I poliziotti hanno intimato l’alt a un trattore stradale condotto da un 52enne, incensurato e dipendente di una ditta di autotrasporto calabrese. Quello che doveva essere un semplice controllo documentale si è però trasformato in un intervento di natura penale.
Versione poco convincente e nervosismo
Fin dai primi accertamenti, il conducente avrebbe mostrato un evidente stato di agitazione.
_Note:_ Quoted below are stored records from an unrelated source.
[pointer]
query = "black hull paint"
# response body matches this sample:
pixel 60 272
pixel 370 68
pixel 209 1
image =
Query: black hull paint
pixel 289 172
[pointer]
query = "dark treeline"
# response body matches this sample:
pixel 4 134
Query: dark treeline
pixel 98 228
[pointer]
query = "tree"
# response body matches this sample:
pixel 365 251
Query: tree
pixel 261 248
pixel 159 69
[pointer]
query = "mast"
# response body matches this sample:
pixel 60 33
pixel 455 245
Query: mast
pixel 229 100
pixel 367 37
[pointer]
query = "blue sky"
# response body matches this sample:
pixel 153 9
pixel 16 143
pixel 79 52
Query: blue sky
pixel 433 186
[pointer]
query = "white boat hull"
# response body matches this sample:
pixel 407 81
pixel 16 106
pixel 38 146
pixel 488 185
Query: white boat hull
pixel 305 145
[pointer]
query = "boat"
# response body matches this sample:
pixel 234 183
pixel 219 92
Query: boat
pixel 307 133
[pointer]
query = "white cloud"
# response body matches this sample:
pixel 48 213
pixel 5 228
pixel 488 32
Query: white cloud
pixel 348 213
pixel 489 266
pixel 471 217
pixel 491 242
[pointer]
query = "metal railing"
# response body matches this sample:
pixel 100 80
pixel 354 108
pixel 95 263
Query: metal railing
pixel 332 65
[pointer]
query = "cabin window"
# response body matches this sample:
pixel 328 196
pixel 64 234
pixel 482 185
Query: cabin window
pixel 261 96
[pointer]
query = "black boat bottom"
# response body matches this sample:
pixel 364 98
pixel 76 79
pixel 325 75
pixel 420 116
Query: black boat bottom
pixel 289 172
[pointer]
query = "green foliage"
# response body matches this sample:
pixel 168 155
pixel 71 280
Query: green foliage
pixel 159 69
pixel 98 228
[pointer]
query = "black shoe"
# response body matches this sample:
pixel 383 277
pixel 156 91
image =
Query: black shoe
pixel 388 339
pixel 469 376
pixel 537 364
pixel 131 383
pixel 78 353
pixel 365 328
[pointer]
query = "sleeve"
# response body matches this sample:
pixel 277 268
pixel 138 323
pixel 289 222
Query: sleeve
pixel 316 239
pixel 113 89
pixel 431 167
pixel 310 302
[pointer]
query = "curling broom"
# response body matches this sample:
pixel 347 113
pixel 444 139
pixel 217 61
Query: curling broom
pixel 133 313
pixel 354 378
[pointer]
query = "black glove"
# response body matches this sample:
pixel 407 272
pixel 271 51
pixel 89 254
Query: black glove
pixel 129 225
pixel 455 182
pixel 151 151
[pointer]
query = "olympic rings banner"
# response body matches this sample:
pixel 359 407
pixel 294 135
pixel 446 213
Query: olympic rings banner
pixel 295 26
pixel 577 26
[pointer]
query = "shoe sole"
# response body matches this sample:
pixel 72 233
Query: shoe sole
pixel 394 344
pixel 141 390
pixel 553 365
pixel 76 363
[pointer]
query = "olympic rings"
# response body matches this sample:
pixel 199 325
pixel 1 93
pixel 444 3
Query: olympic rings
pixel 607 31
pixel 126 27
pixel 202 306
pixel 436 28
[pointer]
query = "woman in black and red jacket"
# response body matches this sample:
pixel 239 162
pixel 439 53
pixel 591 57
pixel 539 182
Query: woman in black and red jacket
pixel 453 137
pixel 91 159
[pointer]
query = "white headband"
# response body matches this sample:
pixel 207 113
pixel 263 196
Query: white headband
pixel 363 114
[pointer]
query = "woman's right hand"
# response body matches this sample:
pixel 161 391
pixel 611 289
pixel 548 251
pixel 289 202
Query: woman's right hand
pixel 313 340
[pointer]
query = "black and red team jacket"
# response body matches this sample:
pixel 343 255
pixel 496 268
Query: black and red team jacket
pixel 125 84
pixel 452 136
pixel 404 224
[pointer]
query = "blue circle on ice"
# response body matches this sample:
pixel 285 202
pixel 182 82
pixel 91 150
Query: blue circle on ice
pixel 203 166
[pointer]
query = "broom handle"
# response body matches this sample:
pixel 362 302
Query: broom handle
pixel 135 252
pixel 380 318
Alla richiesta di chiarimenti sulla destinazione del viaggio, avrebbe parlato di presunti problemi meccanici e di un intervento programmato presso un’officina del capoluogo etneo, senza però saper indicare né il nome dell’azienda né un appuntamento fissato.
Le incongruenze hanno spinto gli agenti della Sottosezione Polizia Stradale di Giardini Naxos ad approfondire il controllo.
La scoperta nel vano laterale
Nel corso della perquisizione, all’interno del baule portaoggetti collocato sulla fiancata destra del mezzo pesante, sono stati rinvenuti 15 panetti di sostanza stupefacente, contrassegnati con il marchio di una nota casa automobilistica, oltre a 2.300 euro in contanti.
Gli accertamenti successivi hanno confermato che si trattava di cocaina, per un peso complessivo di circa 15 chilogrammi.
Oltre 72 mila dosi sul mercato
La droga sequestrata, secondo le stime investigative, avrebbe potuto generare oltre 72mila dosi, con un valore al dettaglio superiore ai 2,5 milioni di euro se immessa sul mercato illecito.
Arresto per traffico di stupefacenti
Al termine delle formalità di rito, il 52enne è stato arrestato per traffico illecito di sostanze stupefacenti, con l’aggravante dell’ingente quantitativo, e posto a disposizione dell’Autorità Giudiziaria.
Resta ferma la presunzione di innocenza fino a eventuale sentenza definitiva di condanna.